In a similar way to Community Resilience, developing business resilience within an organisation or promoting it externally will involve making people aware of the issues, engaging their help, and providing support so they can contribute to plans and implement responses. Once engaged with this process, individuals and groups are likely to:

  • Be more motivated – to want to help themselves, their colleagues and their organisation Provide specialist knowledge of their area of work, including information about risks, and suggest solutions based on this.
  • Be more able to contribute their experience, recall previous disruptions and how they were dealt with.
  • Be able to provide constructive criticism of proposals from different perspectives.
  • Provide access to networks of people who can assist in other ways.
  • Be more ready to recognise and report emerging problems, providing early warnings.
  • Have a fuller understanding of their role and be more able to respond flexibly when faced with unexpected disruptions

And, as we have already touched upon, consumers, suppliers and competitors may look more favourably on you because of the plans you have put in place.

Richard Coleman, Director of an SME states: “The risk landscape for SMEs is becoming increasingly unpredictable and complex with potential major threats such as economic volatility, new cyber risks and severe weather now on the rise. Maintaining operations and service through these challenges is absolutely vital to the survival and success of the small business. As such, there is a growing consensus that business continuity planning for extreme weather, fires and other business interruption events is increasingly critical to the long-term resilience and sustainability of SME’s – and is becoming a strong positive feature for identifying better performing SME businesses.

Effective resilience helps a business to become more competent and capable in the future. Even if a little time and investment is needed to put the right plans and management structures in place, the benefits of being able to achieve new, potentially lucrative objectives and safeguard against any losses can only be good news for small enterprise owners.

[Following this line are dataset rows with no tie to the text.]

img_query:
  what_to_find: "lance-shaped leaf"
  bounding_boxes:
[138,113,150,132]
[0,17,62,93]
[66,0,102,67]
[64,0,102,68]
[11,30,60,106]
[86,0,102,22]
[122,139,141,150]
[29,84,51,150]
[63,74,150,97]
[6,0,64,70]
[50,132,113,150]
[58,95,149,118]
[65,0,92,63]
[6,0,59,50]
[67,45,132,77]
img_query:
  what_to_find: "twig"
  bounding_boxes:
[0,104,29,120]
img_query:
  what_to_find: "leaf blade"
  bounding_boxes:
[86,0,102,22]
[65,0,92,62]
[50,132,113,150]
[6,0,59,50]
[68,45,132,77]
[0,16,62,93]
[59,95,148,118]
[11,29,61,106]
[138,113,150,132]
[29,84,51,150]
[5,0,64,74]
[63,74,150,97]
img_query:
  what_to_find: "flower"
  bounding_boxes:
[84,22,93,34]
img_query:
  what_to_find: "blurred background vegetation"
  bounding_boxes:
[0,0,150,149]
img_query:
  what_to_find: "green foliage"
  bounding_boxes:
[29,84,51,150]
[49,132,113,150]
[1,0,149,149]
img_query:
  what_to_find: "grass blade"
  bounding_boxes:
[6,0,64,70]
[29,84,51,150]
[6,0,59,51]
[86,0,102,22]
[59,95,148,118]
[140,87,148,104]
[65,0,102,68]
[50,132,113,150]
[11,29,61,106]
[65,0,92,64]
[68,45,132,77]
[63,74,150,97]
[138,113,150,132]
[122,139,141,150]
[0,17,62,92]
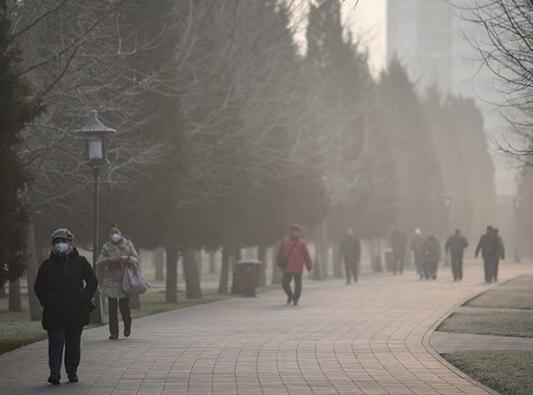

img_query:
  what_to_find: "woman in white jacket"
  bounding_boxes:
[97,224,139,339]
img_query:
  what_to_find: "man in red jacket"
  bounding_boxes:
[276,224,313,306]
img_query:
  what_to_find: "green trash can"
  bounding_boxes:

How You Will Know that Resilience is Having a Positive Effect on Your Business

As with any business strategy, success should be measured using both hard and soft data. In terms of business resilience it is something that over time becomes the heartbeat of your company.

Outside of disaster recovery the culture of resilience should result in a more efficient and successful business as a whole. Everyday disruptions may become less frequent or have less impact because of steps taken within the company. Productivity may improve, profit margins grow, customer satisfaction increase, discounts received on insurance premiums and even a greater number of investors keen to take on a “safe bet” business opportunity.